Some of most common positions are:

  • Homepage
  • Search results
  • Product
  • Cart
  • Error pages
Another most common useful section is autocomplete in the search bar. I wrote a work where you'll find all results after implementation, I think you should find it useful.

Homepage

It's crucial for product recommendations, as reported in Baymard Institute research where 25% of test visitors to scroll down and up the homepage to quickly evaluate the site’s products.

Great commerce experiences rely on effective customer segmentation based on behaviors, demographics, and interests.

Search results

The ideal search page incorporates recommendations that show what other customers viewed and purchased during their browsing, starting from this point to purchase thank you page.

By the way, in this page the filters are so much important too: shown in the left sidebar and only those adherent to search results.

Product

Set up recommended up-sell to show products with similar or higher prices (or both) to increase AOV. This stimulates customers' interest in continuing search, and at the same time allows you to promote a several different related products.

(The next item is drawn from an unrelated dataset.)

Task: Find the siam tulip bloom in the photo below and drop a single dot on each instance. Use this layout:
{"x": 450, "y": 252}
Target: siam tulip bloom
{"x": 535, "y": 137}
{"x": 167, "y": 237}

Some years ago Amazon revealed that 35% of its revenue in the product page are made by cross-selling and up-selling sections.

Cart

This page is the perfect moment for up-selling offering complementary items to complete a customer’s order. Remind your customer about the most relevant products browsed.

Up to 25% of customers who click on these recommendations order it.

Error page

When you’re pleasantly browsing your favourite e-commerce, finding a product you like and being hit with a 404 message is a shame!

And take it down your willing to purchase.

Instead of redirecting to other pages on the site or simply showing an error message, why not turn the inconvenience into an opportunity? Use error pages to display:

  • Best sellers: keep your customers engaged with most hot products;
  • Based on browsing history: display items based on the customer’s product breadcrumb;
  • Related/Similar Product: suggest your customer other items similar to what they were searching.

These are some practical examples, applicable today with no technical efforts due most of the recommendation tools are implemented through modules, tracking scripts and / or html markup, where the suggested products are "injected" in real time.

Note – For Advanced Use

Depending on a particular browsing behavior, these contents should be filtered with specific rules based on price or merchandising needs.

Each recommended content, you can also apply an additional subdivision strategy, using information gathered previously about their AOV (Average Order Value) or what products they have recently purchased available:

  • suggesting in Cross Selling section, to a defined cluster (Champion or Frequent Buyer, for example) and offering them all those products with an higher price, because it's more in line with their spending history;
  • suggesting, in search results page (taking advantage of the mispelling too), more relevant products to a specific cluster that is searching somthing useing a generic keyword, for example: white shoes, red bag, etc.;
  • in Cart page, suggest complementary products, most commonly purchased by VIP segment, compared to those they're purchasing.

About Sales Boost

I will write some selected works where there has been a major increase in overall e-commerce sales, with x2, x3 or even x5.

In Work page, you'll find those I selected among the most challenging, starting from oldests, I am continuing updating that, at least once a week.

Subscribe to the newsletter to be notified!

Results implementing recommendations

Here, I increased sales for all funnels sourcing from search by 300%. This means that the business revenue stream has undergone an increase, not by 300%, but a proportional increase to the conversion that occurred from the sessions that started with the use of the search bar.

Example: if 10% of users using search bar for finding a product that it'll be purchased, and the starting conversion rate is 3%, increase it by x2, it means double these sales.

If recommendations were also applied to other on-platform funnels, it would be possible get an exponential sales increase curve.

The revenue stream drastically boosting of marketing automations is applied with recommendations.